Step 4: Chain another pipeline run on top

A second pipeline reads the enriched artifact and produces a summary.

Python
TypeScript
shell

summary_run = db.records.create("PIPELINE_RUN", {
    "runId": "summary-q1-20250401",
    "pipelineName": "generate-summary",
    "version": "v1.2.0",
    "status": "success",
    "triggeredBy": "manual"
})

summary_artifact = db.records.create("ARTIFACT", {
    "name": "q1-contact-summary",
    "type": "report",
    "storagePath": "s3://reports/q1-2025/contact-summary.json",
    "createdAt": "2025-04-01T08:11:42Z"
})

db.records.attach(enriched.id, summary_run.id, {"type": "FEEDS"})
db.records.attach(summary_run.id, summary_artifact.id, {"type": "PRODUCED"})

const summaryRun = await db.records.create({
  label: 'PIPELINE_RUN',
  data: {
    runId: 'summary-q1-20250401',
    pipelineName: 'generate-summary',
    version: 'v1.2.0',
    startedAt: '2025-04-01T08:00:00Z',
    finishedAt: '2025-04-01T08:11:42Z',
    status: 'success',
    triggeredBy: 'manual'
  }
})

const summaryArtifact = await db.records.create({
  label: 'ARTIFACT',
  data: {
    name: 'q1-contact-summary',
    type: 'report',
    storagePath: 's3://reports/q1-2025/contact-summary.json',
    createdAt: '2025-04-01T08:11:42Z'
  }
})

await Promise.all([
  db.records.attach({ source: enrichedArtifact, target: summaryRun, options: { type: 'FEEDS' } }),
  db.records.attach({ source: summaryRun, target: summaryArtifact, options: { type: 'PRODUCED' } }),
])

SUMRUN_ID=$(curl -s -X POST "$BASE/records" \
  -H "$H" -H "Authorization: Bearer $TOKEN" \
  -d '{"label":"PIPELINE_RUN","data":{"runId":"summary-q1-20250401","pipelineName":"generate-summary","version":"v1.2.0","status":"success"}}' \
  | jq -r '.data.__id')

SUMART_ID=$(curl -s -X POST "$BASE/records" \
  -H "$H" -H "Authorization: Bearer $TOKEN" \
  -d '{"label":"ARTIFACT","data":{"name":"q1-contact-summary","type":"report"}}' \
  | jq -r '.data.__id')

curl -s -X POST "$BASE/records/$ART_ID/relations" \
  -H "$H" -H "Authorization: Bearer $TOKEN" \
  -d "{\"targets\":[\"$SUMRUN_ID\"],\"options\":{\"type\":\"FEEDS\"}}"

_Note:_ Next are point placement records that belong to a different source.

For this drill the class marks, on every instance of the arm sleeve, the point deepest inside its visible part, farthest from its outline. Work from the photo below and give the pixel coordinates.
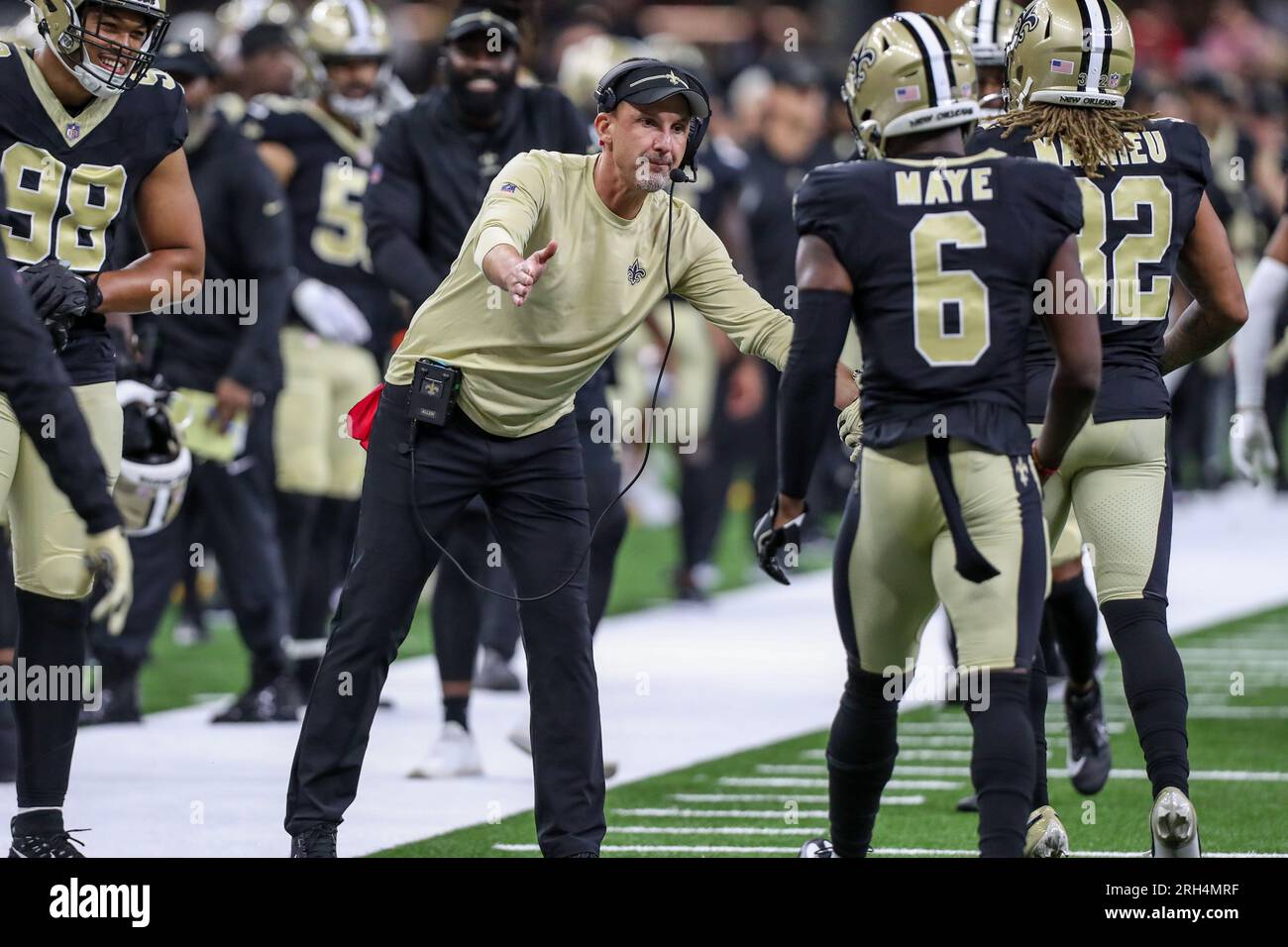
(725, 300)
(575, 133)
(393, 210)
(511, 208)
(38, 388)
(805, 393)
(1267, 291)
(265, 234)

curl -s -X POST "$BASE/records/$SUMRUN_ID/relations" \
  -H "$H" -H "Authorization: Bearer $TOKEN" \
  -d "{\"targets\":[\"$SUMART_ID\"],\"options\":{\"type\":\"PRODUCED\"}}"

Step 5: Link an answer to the artifacts it used

An ANSWER is the final output — an LLM response, a dashboard stat, or a filed report — linked to the artifacts it drew from.

Python
TypeScript
shell

answer = db.records.create("ANSWER", {
    "answerId": "report-q1-retention",
    "type": "retention-report",
    "generatedAt": "2025-04-02T09:00:00Z",
    "generatedBy": "analytics-agent-v3",
    "content": "Q1 2025: churn rate dropped 4.2% YoY."
})

db.records.attach(summary_artifact.id, answer.id, {"type": "CITED_BY"})

const answer = await db.records.create({
  label: 'ANSWER',
  data: {
    answerId: 'report-q1-retention',
    type: 'retention-report',
    generatedAt: '2025-04-02T09:00:00Z',
    generatedBy: 'analytics-agent-v3',
    content: 'Q1 2025: churn rate dropped 4.2% YoY driven by enterprise segment growth.'
  }
})

await db.records.attach({
  source: summaryArtifact,
  target: answer,
  options: { type: 'CITED_BY' }
})

ANS_ID=$(curl -s -X POST "$BASE/records" \
  -H "$H" -H "Authorization: Bearer $TOKEN" \
  -d '{"label":"ANSWER","data":{"answerId":"report-q1-retention","type":"retention-report","generatedAt":"2025-04-02T09:00:00Z"}}' \
  | jq -r '.data.__id')

curl -s -X POST "$BASE/records/$SUMART_ID/relations" \
  -H "$H" -H "Authorization: Bearer $TOKEN" \
  -d "{\"targets\":[\"$ANS_ID\"],\"options\":{\"type\":\"CITED_BY\"}}"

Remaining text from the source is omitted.